Inciampa, cade. Mi sento come chi e' stata vista con un coltello insanguinato in mano, e viene additata da tutti come un'assassina. Le persone vedono il coltello sporco di sangue, io stessa sono sporca di sangue. Vedono che a terra giace un uomo, anche lui è sporco di sangue. Sembra morto, l'uomo. Ed allora tutti mi gridano all'assassina, all'assassina. Ma l'uomo, non è morto, sono io che mi sono ferita, sono io che mi sono fatta male, è il mio sangue che è gocciolato sull'uomo accanto a me.
E così tutti pensano che io sia un'assassina e scappano via. Anche l'uomo scappa.
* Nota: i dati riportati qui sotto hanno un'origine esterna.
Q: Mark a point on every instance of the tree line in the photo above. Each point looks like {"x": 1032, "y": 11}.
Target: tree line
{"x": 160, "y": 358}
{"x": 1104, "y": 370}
Sembro una pazza, io, sono io che ho paura, una paura fottuta. Grido al mio uomo: Ti prego non scappare. Mi sono ferita da sola, non ho ferito nessuno, non aver paura delle mie ferite. Saprò nasconderle, le benderò, non te le mostrerò, non ti infetterò con il mio sangue. Ti prego, fammi parlare, non voglio farti del male. Se non vuoi curare le mie ferite lo farò da sola, ma ti prego, non scappare da me. Ma lo dico tenendo il coltello sporco di sangue ancora in mano, ed allora ha paura di esser ucciso, sta scappando. La paura lo rende sordo. Basterebbe fermare per un attimo il mondo danzante, e scendere più in basso, in un angolo di una nebbiosa strada ciottolata, dove un lampione polveroso illumina appena il mio viso, tra le mani di quell'uomo, che sta per sfiorare le labbra di colei che ha ucciso le sue speranze, e cancellato per sempre i suoi desideri.